HD represents the maximum distance between the predicted segmentation region boundary and the real region boundary. The smaller the value, the smaller the prediction boundary segmentation error and the better the quality. The HD can be written as follows:

H D (P, T) = m a x {s u p_{t \in T} i n f_{p \in P} d (t, p), s u p_{p \in P} i n f_{t \in T} d (t, p)}

(10)

where t and p represent the real region boundary and predicted segmentation region boundary, respectively; d(•) represents the distance between t and p; and sup denotes the supremum.

4.4. Comparison with Other Methods

To evaluate the advantages of the proposed model, we compared twelve advanced models. The numbers of networks compared were 2, 4, 2, 1, 1, and 2 for 2024, 2023, 2022, 2020, 2019, and 2016, respectively. 3D UNet, UNet++, V-Net, DMFNet, MBANet, HMNet, GMetaNet, RFTNet, SPA-Net and ETUNet are architecture variants based on basic UNet, and TransUNet and mmformer are structures based on Transformer.

Table 2 and Figure 5 and Figure 6 show that the Dice coefficients of SARFNet are 90.40, 85.54, and 82.15, and the HDs are 5.95, 7.30, and 2.72 for the three tumor subregions (WT, TC, and ET), respectively. We compared the traditional 3D UNet as the baseline, and our WT, TC, and ET results increased by 1.87, 13.77, and 6.19, respectively. In the experiment, we conducted multiple comparisons, including the variants based on UNet that perform brain tumor image segmentation tasks well, as well as CNN + Transformer architecture based on Transformer. The implementation foundation of Transformer is self-attention, which is an attention mechanism that can establish global dependencies and expand the receptive field of images. Compared to CNN, it has a larger receptive field and can capture more contextual information. It achieves better performance by selecting important information and ignoring unimportant information. However, this results in its ability to capture effective local information to be lower than CNN’s. Recently, many networks based on Transformer have also incorporated CNN for local characteristics. Although there has been a significant improvement in the results of brain tumor segmentation tasks, it has not achieved the best performance of brain tumor segmentation tasks, due to only adding local features without considering maintaining the receptive field. As a result, some networks based on Transformer have poorer results than the networks based on UNet. The attention mechanism is currently working well in networks based on UNet architecture. However, due to its inferior ability to establish accurate global relationships compared to Transformer, the loss of global relationship information affects the final segmentation performance.
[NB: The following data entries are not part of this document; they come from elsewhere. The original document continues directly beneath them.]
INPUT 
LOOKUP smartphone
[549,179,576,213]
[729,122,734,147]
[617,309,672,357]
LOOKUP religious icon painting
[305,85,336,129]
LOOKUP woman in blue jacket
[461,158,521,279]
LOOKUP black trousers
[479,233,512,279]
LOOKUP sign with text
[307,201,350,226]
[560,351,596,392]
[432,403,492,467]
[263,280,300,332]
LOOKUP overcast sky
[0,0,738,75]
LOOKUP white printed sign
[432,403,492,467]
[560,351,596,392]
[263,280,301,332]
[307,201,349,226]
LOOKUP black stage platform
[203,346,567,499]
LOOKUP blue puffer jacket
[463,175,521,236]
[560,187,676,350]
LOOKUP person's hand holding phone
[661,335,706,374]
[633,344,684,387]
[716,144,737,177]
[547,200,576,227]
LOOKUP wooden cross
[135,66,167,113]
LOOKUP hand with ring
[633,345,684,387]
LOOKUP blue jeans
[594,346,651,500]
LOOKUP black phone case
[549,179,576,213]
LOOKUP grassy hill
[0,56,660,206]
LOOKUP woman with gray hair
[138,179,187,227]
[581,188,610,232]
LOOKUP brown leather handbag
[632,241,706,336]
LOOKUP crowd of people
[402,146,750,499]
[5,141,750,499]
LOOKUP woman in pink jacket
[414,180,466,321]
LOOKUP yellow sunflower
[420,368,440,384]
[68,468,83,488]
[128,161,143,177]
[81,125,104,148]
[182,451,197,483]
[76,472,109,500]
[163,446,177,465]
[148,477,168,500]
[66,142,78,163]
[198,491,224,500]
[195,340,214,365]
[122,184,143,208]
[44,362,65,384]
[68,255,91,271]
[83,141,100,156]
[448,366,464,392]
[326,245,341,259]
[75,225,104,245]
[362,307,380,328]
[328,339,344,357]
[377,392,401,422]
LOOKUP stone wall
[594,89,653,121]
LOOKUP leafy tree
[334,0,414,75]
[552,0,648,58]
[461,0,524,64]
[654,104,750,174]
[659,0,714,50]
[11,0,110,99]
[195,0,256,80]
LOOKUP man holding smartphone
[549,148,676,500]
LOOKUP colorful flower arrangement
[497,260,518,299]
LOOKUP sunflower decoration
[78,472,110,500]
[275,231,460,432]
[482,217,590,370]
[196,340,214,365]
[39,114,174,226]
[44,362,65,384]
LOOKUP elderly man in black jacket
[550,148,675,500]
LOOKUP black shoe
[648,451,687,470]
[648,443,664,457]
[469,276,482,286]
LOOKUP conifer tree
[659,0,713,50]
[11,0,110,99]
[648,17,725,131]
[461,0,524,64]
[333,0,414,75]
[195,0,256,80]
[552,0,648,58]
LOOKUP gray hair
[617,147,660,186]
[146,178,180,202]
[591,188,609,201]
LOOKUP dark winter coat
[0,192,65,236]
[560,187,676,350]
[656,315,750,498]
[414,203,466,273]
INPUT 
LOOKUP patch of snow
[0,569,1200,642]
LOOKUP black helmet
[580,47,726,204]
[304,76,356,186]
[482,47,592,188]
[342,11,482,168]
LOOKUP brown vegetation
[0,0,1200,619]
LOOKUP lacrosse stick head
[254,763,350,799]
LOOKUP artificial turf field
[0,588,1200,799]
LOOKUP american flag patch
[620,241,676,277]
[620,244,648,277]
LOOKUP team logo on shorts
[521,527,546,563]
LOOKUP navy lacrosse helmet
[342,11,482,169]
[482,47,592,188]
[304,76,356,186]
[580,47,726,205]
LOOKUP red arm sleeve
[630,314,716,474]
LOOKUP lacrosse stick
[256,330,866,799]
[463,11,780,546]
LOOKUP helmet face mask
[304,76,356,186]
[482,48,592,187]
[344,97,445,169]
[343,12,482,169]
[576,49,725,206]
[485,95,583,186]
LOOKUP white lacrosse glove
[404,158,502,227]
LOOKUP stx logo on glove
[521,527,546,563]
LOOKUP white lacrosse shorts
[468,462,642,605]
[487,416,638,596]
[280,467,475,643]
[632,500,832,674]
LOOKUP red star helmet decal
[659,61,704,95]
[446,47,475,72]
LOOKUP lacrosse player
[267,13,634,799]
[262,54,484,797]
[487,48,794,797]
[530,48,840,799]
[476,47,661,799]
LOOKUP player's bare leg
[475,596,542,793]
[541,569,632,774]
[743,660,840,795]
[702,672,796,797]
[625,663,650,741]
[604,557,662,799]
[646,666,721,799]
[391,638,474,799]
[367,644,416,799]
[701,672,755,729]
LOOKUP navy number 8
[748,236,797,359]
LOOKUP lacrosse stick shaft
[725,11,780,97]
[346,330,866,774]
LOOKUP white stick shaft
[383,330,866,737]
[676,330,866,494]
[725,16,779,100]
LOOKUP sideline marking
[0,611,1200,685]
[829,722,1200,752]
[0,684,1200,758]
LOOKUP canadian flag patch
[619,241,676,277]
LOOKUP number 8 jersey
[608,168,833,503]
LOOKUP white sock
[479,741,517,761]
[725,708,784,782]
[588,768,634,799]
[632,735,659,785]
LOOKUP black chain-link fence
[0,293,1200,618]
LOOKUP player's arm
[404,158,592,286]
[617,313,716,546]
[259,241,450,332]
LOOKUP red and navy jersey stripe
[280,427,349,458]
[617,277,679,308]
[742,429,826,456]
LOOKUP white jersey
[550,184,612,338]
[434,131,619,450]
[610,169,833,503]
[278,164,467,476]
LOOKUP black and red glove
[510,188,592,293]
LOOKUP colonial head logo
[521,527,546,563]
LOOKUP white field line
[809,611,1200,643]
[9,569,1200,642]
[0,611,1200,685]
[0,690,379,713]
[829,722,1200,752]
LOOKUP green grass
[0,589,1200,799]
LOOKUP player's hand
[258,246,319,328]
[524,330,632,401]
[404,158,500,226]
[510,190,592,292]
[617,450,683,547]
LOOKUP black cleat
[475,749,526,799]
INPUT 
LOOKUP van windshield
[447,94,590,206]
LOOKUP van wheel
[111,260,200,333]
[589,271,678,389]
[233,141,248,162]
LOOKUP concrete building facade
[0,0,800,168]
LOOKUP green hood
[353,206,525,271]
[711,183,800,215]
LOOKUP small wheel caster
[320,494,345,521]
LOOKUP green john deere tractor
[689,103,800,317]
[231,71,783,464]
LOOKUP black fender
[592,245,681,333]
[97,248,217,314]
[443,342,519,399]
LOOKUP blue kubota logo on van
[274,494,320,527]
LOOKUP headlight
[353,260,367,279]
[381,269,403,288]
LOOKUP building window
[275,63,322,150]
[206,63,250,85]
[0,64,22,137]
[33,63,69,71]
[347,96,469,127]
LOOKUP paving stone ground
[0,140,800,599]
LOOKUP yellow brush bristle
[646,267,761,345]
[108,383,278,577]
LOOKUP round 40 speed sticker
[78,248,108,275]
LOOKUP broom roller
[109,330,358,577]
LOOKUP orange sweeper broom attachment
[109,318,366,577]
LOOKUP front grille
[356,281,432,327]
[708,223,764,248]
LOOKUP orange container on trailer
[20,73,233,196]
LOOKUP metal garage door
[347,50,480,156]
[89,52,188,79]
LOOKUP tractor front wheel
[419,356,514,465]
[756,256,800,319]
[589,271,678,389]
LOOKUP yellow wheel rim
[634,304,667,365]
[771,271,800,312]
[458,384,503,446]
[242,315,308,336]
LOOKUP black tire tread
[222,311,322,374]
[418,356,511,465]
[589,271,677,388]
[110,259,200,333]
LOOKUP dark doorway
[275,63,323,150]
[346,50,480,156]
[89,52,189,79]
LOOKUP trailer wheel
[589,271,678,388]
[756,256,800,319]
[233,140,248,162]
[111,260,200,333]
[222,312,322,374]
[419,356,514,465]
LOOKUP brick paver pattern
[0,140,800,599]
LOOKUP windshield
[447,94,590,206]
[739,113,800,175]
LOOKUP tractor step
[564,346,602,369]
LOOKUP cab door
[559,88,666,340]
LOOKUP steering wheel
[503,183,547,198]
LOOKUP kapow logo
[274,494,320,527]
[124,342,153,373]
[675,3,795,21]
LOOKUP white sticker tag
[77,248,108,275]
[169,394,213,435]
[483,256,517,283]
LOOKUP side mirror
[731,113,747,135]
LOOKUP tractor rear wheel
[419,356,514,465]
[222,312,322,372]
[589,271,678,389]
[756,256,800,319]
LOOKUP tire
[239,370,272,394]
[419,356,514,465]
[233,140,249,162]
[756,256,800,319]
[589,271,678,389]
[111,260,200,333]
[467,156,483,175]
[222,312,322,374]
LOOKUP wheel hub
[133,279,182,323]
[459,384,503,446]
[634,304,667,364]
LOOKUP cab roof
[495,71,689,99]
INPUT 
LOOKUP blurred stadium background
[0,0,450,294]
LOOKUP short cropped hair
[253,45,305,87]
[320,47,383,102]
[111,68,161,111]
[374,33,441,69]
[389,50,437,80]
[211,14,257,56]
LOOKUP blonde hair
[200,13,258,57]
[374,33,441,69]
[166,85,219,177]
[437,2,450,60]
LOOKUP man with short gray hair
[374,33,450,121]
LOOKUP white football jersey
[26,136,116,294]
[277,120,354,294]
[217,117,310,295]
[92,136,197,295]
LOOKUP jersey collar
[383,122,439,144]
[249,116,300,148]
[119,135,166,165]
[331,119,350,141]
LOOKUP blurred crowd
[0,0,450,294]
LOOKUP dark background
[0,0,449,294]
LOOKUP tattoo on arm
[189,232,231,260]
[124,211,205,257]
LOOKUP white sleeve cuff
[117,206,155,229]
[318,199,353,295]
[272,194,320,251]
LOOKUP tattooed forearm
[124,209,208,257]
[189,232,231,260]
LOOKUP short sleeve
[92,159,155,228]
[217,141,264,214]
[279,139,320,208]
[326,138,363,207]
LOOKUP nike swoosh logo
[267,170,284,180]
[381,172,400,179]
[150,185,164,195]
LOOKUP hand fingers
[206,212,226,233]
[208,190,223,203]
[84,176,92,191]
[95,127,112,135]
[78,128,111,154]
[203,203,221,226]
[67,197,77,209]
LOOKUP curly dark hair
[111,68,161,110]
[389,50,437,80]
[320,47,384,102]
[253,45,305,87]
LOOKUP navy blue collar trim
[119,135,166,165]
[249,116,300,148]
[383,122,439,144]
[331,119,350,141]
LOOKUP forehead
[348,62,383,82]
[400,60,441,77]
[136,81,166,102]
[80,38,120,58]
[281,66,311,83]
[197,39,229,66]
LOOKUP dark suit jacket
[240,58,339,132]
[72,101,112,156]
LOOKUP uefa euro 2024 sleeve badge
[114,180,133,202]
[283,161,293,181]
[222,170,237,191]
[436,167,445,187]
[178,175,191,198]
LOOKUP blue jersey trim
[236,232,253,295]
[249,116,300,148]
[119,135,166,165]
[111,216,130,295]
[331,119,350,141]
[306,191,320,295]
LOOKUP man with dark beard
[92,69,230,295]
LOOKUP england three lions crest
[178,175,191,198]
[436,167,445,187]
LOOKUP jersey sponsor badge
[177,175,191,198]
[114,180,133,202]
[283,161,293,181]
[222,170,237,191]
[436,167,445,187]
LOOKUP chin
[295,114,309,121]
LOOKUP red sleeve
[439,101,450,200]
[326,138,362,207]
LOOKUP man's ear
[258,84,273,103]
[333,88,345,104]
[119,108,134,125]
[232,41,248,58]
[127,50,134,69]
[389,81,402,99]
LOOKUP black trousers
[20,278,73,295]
In brain tumor segmentation tasks, both global relationships and local detail features are crucial. The purpose of the network we propose is to maintain global relationships as much as possible, thereby improving performance in brain tumor segmentation. The results show that our network dramatically improved in TC and ET; that is, our network performs better than the baseline in small target segmentation.

Figure 7 shows the visualization results of the SARFNet model on the BraTS2021 [69] dataset, from which five cases are randomly chosen. The medical case numbers 003_107, 020_84, 56_76, 62_83, and 66_80, according to sequences a, b, c, d, and e, are segmented by the SARFNet. Green, yellow, and red represent the whole tumor, tumor core, and enhancing tumor, respectively. The results of SARFNet are close to the labeled ground truth. Compared with the variant network based on UNet, the best MBANet has lower indicators. We also overcame the networks based on Transformer. In general, our architecture and modules achieved excellent results on BraTS2018, which can provide a good basis for subsequent research.

4.5. Ablation Experiments

4.5.1. Ablation Study of Each Module in SARFNet

We conducted ablation experiments to verify the effect of different modules in this architecture. Table 3 shows that, when AAM is used for UNet, the results are 89.62, 81.79, 80.98, and 84.13 for the WT, TC, ET, and average Dice, respectively. The results of UNet with AAM are better than baseline, which shows that the AAM module is effective at brain tumor segmentation tasks because of its ability to use axial attention to extract global information and retain the characteristics of ordinary convolution and multiscale receptive fields. After the SL_iRF module is added, the results are 90.42, 84.00, 80.66, and 85.03 for the WT, TC, ET, and average Dice, respectively, which indicates that it has been further improved on the basis of the previous module. The module plays a role in further feature extraction during the downsampling stage.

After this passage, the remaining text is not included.